How a supercomputer could save democracy
Partisan gerrymandering, or the construction of voting districts to swing elections toward one political party, may be literally dividing the country, but the Supreme Court hasn’t addressed the issue in decades. The problem is it's hard to prove. So, a team of data scientists at the National Center for Supercomputing Applications has developed a way to determine whether an improper gerrymandering has occurred. “The Supreme Court has yet to settle on a standard or definition of political fairness,” Wendy Tam Cho, a senior research scientist. Their algorithm determines whether a party is manipulating a map for political gain – a gerrymandering measuring stick – by generating local maps based on legal districting principles. If the computer generated district maps vary from the ones drawn by politicians, then an illegal partisan re-districting may have occurred. The mapping tool is already being used as the basis for several pending lawsuits.
The Woke Leader
A tale of oil, murder and “love”: The long, slow destruction of the Osage tribe
It’s a story so sinister that it’s hard to believe it’s true. But a new book, Killers of the Flower Moon, describes in horrific detail how a community of powerful whitefolk conspired to kill Osage tribe members who had been accidentally resettled onto lands rich with oil reserves. The murders, many by poison, took place during the 1920s, and were covered up by neighbors, law enforcement and medical examiners. Anyone who attempted to investigate also wound up dead. But that’s not the worst part. “It involved a level of calculation and a level of betraying the very people you pretended to love,” author David Grann told NPR. Since land rights were transferred through family relations, “the way these murders would take place is that people would marry into the families and then begin to kill each member of the family.” It was one of the first cases taken on by the brand-new FBI, who employed the only Native American agent at the time.
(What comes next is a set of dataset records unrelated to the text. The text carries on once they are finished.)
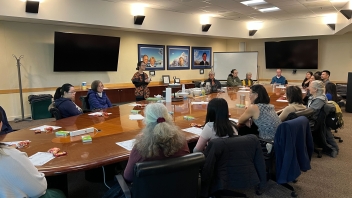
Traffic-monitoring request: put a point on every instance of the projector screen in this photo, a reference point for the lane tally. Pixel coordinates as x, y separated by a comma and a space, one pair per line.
244, 62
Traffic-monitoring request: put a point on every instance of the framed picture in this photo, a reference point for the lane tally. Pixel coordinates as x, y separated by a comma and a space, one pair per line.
178, 57
152, 55
201, 57
166, 79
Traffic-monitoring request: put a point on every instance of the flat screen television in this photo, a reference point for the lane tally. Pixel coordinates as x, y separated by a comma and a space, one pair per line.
297, 54
83, 52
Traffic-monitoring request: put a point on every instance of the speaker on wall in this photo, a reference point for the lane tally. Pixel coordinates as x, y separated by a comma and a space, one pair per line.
349, 93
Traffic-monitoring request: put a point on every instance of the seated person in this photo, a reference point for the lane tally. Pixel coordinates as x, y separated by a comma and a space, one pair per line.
261, 112
330, 92
217, 124
160, 139
294, 97
248, 81
6, 127
278, 79
63, 101
233, 80
16, 166
215, 84
97, 98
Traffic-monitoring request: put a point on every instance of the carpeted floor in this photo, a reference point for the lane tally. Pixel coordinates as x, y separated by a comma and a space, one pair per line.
329, 177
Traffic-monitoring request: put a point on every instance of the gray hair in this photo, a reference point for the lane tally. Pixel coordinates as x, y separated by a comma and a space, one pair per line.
319, 86
156, 137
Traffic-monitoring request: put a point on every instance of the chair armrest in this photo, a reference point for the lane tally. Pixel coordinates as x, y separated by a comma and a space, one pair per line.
124, 186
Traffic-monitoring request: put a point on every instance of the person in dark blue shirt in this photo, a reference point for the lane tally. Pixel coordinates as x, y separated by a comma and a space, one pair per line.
278, 79
97, 98
63, 101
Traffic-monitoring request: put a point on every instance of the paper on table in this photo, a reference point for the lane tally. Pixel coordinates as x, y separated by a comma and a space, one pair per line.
136, 117
193, 130
202, 102
45, 126
128, 144
40, 158
98, 113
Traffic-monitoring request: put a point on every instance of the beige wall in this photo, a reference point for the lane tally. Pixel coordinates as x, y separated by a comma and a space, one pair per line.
334, 54
36, 43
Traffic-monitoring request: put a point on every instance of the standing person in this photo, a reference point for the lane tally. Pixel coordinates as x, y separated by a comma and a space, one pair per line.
261, 112
63, 101
217, 124
215, 84
233, 80
97, 98
325, 75
141, 80
307, 80
204, 61
248, 81
278, 79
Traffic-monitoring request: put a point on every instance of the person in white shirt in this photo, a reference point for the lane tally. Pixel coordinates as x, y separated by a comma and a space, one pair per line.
217, 124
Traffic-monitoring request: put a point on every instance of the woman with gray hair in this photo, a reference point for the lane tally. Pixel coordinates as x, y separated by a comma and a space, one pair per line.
160, 139
97, 98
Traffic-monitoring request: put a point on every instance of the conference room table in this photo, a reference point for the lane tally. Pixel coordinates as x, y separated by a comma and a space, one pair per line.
117, 127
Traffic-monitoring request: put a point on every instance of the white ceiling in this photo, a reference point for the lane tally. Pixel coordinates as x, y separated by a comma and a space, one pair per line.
234, 10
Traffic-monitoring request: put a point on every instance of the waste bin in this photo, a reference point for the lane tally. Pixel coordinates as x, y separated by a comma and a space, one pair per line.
39, 106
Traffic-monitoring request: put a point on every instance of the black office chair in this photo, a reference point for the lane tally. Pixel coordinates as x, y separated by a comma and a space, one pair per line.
222, 175
172, 178
85, 104
56, 113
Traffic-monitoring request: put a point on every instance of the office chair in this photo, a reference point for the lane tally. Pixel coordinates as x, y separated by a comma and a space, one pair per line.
172, 178
221, 174
56, 113
85, 104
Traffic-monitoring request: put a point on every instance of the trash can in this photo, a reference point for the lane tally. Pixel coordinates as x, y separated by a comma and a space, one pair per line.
39, 106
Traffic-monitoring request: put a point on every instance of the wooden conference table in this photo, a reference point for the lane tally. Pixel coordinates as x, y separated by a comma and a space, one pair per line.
117, 127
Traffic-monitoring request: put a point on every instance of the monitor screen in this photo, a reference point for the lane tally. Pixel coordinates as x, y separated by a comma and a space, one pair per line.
82, 52
298, 54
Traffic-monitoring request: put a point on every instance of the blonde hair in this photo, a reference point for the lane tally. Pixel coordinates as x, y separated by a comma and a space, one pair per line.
319, 86
157, 137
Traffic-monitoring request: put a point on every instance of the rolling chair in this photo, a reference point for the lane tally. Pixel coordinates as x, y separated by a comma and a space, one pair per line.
172, 178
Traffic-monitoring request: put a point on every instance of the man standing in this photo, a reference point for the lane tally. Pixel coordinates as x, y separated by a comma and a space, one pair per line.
325, 75
233, 80
215, 84
278, 79
204, 61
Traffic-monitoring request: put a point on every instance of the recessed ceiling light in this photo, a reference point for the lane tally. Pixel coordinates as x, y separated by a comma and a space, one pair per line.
253, 2
271, 9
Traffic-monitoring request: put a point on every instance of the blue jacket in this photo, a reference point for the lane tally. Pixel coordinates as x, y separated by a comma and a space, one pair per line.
97, 102
6, 128
293, 149
66, 107
281, 80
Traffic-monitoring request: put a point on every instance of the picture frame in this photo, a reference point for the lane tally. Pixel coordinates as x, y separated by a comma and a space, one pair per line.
166, 79
153, 55
178, 57
198, 57
151, 73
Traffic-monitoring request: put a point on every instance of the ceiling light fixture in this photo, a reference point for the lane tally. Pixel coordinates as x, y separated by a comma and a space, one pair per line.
271, 9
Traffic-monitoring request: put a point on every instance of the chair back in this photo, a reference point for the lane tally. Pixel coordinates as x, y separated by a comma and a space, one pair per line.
56, 113
176, 177
85, 103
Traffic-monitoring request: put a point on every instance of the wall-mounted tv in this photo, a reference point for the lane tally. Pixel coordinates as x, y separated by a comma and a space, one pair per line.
83, 52
297, 54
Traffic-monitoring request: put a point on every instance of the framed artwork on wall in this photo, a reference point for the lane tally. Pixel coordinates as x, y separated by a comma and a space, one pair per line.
152, 56
201, 57
178, 57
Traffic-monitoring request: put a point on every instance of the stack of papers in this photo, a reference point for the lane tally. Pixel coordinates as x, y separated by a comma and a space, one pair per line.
128, 144
136, 117
194, 130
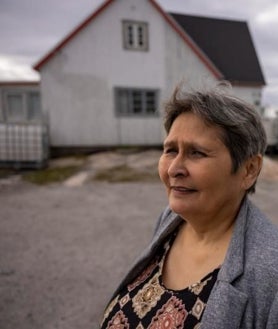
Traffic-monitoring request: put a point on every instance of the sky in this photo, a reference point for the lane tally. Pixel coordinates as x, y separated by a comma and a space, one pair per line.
31, 28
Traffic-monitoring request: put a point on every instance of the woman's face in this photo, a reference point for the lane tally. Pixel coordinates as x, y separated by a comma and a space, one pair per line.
196, 168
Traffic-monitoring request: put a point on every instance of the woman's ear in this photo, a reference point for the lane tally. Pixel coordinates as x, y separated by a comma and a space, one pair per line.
252, 167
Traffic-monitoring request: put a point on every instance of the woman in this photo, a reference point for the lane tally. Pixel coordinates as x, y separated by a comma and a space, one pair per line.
213, 260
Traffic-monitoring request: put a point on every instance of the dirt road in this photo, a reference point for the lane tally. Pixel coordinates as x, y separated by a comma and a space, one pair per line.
63, 249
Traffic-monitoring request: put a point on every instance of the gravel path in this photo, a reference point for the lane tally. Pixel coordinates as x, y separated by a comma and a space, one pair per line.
64, 249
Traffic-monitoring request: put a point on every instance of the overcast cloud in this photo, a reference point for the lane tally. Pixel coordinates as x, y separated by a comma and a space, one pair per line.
31, 28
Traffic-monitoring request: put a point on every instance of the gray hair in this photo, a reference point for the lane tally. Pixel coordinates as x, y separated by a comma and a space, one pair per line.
242, 131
Remembering Sylvia Moy, a quiet power behind Motown and Stevie Wonder
She died over the weekend at 78, but here’s the obituary we were waiting for. The Detroit Free Press, one of the few papers to follow her work throughout her life, has put together a moving tribute to a trailblazing artist. Moy earned a permanent spot on the Motown creative team after she wrote or co-wrote a bevy of hits, like Uptight (Everything’s Alright)” (1965); “I Was Made to Love Her” (1967); and “My Cherie Amour” (1969) all for Stevie Wonder. One of nine kids, all of whom had music or performance ambitions, Moy earned a recording contract with Motown first, but she soon became a songwriting and producing powerhouse, holding her own in a world prepared to overlook her. "She broke that glass ceiling for women in the music industry," said her brother Melvin Moy. "In the '60s, women weren't encouraged to play instruments, let alone be producers."
A story of race and family, mixed yet separate
Not that long ago, “mixed marriages,” were emotionally fraught negotiations for many families who struggled to balance the deeply bigoted societies they lived in with the surprise of a new son or daughter-in-law from a different race. With a black and Japanese mother and a white father whose family disowned them, Sarah Ratliff shares a deeply personal tale of community, racism and navigating a world unprepared to let her name herself. “For many of us, my family included, [identity] had to do with which parent’s race was more discriminated against.”